26.10.17 - Mission Spielberg: Einen Zähler mit nach Neckarsulm nehmen
 

Am kommenden Samstag (Anpfiff: 15:30) geht es für die Sport-Union wieder auf Reisen. Um 15:30 steht das schwere Auswärtsspiel beim SV Spielberg auf dem Programm. Während die Gastgeber jeden Punkt benötigen, um sich weiter von der Abstiegszone abzusetzen, wäre die Sport-Union bereits mit einem Remis beim Ex-Regionalligisten nicht unzufrieden.

 
 

Es war vor allem der verheerende Saisonstart, dem unser kommender Auswärtsgegner, der SV Spielberg, noch immer so etwas hinterher hechelt. Vier Spiele – vier Niederlagen lautete die ernüchternde Bilanz des Teams aus dem 2.800 Einwohner zählenden Karlsbader Ortsteil zum Ligabeginn. Man musste Schlimmes befürchten, und das obwohl der SVS vor zwei Jahren noch in der Regionalliga gespielt hat.

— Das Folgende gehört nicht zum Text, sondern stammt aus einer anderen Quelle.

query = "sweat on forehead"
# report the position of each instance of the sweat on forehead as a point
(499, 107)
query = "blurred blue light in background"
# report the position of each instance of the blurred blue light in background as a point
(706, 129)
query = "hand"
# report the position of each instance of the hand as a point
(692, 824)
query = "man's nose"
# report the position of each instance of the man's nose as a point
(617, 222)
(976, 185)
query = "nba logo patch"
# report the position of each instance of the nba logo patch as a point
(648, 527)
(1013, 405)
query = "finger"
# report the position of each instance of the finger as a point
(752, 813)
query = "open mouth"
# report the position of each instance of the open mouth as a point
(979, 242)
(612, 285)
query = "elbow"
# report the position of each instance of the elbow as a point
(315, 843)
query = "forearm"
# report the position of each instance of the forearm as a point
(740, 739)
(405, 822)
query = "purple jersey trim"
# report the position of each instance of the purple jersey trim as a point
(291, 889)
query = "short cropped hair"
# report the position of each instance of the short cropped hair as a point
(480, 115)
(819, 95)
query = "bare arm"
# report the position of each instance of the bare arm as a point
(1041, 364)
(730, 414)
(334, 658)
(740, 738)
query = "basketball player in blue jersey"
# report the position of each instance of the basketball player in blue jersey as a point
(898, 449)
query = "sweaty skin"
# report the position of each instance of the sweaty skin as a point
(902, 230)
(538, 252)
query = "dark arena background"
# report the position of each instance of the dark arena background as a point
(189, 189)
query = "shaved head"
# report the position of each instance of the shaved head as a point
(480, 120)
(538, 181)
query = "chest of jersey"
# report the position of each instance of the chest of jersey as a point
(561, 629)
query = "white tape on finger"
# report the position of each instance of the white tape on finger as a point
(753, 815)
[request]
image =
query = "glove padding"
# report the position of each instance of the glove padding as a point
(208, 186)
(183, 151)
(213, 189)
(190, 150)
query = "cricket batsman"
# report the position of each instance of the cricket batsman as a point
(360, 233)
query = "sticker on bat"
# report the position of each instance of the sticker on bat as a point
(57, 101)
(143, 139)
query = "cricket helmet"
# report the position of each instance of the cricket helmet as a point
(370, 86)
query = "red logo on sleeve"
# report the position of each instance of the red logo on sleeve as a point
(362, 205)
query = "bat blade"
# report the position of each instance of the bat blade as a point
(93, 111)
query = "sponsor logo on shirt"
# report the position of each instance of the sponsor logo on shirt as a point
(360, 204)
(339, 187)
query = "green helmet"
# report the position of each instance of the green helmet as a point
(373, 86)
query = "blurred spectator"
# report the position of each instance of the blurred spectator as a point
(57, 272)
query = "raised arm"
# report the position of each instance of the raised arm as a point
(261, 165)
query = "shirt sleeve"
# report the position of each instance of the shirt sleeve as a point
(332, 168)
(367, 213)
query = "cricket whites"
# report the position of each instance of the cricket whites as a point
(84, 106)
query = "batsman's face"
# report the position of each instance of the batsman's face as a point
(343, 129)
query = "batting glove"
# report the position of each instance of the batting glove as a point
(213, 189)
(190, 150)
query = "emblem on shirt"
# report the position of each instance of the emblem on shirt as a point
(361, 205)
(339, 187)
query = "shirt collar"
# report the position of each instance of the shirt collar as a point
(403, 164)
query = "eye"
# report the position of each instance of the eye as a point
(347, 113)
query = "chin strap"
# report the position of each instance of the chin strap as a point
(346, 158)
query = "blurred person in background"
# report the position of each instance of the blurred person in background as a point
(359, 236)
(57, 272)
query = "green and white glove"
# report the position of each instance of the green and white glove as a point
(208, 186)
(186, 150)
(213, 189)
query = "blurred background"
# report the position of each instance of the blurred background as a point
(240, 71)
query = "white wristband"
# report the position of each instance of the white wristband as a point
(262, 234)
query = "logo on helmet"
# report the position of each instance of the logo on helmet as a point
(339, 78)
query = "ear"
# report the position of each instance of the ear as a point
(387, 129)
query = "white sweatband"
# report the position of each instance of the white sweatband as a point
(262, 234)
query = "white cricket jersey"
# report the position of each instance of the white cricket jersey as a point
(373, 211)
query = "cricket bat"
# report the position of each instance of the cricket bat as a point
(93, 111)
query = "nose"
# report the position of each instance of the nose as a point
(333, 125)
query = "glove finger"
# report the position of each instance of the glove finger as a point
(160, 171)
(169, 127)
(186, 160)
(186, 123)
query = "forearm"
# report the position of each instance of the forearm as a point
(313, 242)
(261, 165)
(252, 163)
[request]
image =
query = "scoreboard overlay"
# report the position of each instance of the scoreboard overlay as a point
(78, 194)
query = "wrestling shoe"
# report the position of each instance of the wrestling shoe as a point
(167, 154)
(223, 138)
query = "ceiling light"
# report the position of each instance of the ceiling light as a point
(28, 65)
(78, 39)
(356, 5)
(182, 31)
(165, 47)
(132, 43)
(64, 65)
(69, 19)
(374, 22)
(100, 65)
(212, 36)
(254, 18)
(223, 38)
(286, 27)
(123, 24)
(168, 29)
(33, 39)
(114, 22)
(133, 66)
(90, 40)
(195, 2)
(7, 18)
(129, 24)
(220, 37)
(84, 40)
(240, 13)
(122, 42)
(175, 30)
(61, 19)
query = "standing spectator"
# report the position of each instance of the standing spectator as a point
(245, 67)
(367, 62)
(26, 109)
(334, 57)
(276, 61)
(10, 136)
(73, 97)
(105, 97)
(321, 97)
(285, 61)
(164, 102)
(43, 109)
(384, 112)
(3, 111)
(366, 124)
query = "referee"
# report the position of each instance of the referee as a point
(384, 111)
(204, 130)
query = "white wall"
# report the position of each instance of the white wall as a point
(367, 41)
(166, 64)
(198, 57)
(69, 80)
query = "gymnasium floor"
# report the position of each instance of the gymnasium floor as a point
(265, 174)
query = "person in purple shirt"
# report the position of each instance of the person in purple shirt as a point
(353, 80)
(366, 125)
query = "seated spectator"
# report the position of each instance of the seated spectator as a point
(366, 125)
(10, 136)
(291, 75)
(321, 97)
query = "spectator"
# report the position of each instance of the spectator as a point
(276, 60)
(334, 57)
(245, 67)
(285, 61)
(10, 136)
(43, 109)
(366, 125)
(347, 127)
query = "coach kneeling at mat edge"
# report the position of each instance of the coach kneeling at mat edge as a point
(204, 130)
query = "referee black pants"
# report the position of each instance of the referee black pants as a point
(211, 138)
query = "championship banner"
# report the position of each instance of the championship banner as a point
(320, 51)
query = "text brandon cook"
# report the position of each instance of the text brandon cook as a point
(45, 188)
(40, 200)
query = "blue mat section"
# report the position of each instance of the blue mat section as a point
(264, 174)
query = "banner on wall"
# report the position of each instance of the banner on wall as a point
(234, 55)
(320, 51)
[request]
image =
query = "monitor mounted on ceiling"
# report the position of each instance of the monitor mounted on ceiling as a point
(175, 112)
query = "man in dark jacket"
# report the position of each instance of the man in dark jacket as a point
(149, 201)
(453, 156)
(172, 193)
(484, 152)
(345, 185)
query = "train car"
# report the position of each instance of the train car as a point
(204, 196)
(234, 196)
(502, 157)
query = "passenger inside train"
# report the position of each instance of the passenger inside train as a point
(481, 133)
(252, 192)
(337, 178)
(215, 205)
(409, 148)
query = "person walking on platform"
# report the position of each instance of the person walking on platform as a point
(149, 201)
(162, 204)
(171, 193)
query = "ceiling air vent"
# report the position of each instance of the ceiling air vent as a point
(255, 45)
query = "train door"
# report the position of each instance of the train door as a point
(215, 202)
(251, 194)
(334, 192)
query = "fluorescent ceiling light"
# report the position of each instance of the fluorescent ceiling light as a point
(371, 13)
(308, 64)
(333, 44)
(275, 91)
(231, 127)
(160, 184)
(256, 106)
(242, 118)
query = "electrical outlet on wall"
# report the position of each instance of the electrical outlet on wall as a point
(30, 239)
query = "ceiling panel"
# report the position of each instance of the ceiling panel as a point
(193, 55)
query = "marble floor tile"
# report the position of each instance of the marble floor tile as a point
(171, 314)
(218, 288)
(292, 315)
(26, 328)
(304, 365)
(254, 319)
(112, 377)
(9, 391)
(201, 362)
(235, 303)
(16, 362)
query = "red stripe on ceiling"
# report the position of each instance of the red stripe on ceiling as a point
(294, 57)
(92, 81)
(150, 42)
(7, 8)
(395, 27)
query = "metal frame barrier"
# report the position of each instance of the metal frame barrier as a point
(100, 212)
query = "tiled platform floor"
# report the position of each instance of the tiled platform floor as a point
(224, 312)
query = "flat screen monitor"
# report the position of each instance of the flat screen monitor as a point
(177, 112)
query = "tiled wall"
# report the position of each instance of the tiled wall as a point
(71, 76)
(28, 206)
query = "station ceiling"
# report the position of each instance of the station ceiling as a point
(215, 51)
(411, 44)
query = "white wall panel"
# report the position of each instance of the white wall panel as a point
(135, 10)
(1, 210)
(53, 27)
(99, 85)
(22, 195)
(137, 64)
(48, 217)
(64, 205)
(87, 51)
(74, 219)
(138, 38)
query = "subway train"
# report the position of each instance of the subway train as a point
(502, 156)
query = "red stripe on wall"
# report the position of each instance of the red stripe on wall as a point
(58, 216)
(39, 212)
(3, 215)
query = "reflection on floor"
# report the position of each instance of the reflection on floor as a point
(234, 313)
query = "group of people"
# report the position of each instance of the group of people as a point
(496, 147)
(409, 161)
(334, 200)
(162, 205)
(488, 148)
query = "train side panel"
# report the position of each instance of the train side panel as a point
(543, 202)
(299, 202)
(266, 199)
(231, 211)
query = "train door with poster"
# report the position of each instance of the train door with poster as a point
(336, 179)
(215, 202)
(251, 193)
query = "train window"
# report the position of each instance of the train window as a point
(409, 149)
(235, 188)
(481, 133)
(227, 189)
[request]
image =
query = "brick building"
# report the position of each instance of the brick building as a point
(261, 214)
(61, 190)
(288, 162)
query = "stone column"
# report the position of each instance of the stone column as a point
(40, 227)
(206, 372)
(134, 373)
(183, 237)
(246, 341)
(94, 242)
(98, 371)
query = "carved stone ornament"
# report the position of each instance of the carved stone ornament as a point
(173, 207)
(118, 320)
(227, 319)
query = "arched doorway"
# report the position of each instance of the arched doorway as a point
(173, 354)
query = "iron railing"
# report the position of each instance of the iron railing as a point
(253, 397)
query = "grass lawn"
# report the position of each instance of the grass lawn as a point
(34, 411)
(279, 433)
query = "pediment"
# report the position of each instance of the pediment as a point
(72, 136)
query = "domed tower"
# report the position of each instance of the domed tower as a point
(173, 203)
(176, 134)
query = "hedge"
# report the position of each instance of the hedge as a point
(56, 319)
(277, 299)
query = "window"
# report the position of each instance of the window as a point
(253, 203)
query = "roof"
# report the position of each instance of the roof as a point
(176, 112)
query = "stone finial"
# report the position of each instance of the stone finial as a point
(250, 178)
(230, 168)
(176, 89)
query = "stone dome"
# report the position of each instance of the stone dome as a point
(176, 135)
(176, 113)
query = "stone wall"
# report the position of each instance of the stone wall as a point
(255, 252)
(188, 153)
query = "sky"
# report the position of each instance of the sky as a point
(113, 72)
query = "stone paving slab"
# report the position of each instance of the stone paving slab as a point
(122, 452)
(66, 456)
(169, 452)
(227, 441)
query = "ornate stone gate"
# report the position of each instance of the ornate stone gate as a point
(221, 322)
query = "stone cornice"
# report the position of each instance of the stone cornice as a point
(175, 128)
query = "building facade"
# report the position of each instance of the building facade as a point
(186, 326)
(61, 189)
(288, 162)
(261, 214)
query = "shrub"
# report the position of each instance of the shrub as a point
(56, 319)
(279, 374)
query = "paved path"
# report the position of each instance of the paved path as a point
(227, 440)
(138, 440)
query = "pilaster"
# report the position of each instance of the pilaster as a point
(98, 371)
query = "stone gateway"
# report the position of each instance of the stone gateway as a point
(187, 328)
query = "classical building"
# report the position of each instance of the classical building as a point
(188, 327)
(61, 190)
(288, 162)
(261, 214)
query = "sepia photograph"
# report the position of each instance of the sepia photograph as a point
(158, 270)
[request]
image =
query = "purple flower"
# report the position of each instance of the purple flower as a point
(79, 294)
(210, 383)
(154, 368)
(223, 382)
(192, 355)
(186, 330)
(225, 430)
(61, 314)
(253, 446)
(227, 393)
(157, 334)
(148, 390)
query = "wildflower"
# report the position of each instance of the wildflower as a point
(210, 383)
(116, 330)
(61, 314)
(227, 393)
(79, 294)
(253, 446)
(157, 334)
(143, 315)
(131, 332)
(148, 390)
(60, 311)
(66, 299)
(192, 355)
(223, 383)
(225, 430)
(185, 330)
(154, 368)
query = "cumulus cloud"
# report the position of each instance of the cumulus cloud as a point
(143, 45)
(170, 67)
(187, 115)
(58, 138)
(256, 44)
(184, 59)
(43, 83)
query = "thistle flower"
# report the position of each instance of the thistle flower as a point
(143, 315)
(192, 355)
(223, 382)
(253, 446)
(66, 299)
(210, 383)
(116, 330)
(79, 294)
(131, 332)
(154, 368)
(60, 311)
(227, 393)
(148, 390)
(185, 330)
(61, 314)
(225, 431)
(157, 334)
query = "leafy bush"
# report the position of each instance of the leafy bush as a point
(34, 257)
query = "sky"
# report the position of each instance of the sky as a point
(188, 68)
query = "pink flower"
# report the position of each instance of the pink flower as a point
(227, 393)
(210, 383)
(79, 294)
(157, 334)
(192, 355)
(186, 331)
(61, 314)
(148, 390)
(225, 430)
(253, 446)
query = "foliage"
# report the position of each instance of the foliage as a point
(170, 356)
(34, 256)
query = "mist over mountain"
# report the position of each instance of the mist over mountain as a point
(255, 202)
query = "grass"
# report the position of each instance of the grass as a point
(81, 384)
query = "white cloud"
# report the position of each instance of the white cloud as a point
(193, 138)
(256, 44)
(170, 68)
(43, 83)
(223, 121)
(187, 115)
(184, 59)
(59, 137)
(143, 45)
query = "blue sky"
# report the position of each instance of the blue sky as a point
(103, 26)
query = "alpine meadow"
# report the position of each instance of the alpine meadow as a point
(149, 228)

Doch in Spielberg verfügt man über ein seriöses Umfeld, das so manchem Sturm energisch trotzt. So behielt man rund um das „Bechtle-Stadion“ klaren Kopf und analysierte die Situation unaufgeregt. Der Lohn: In den folgenden sieben Spielen gab es lediglich zwei Niederlagen (gegen die beiden südbadischen Topteams Bahlingen und Villingen), so dass die Spielberger sich, trotz der Niederlage letzte Woche in Sandhausen, inzwischen auf den 11. Platz nach vorne arbeiten konnten.

Und gleichwohl dies kein Ruhekissen ist und der Abstand nach hinten weiterhin nicht sehr groß ist, das Potential bei den Spielbergern scheint für weitaus höhere Ambitionen geeignet. "Betrachtet man den Kader des SVS, so hat sich dieser seit der Regionalliga-Saison 2015/16 nicht sehr verändert", sagt auch NSU-Coach Thorsten Damm mit Respekt. "Daher gilt auch für die Spielberger,ähnlich wie für Mannschaften wie Ravensburg, Bissingen oder Bahlingen, dass sie uns in ihrer Entwicklung einige Oberliga-Jahre voraus haben."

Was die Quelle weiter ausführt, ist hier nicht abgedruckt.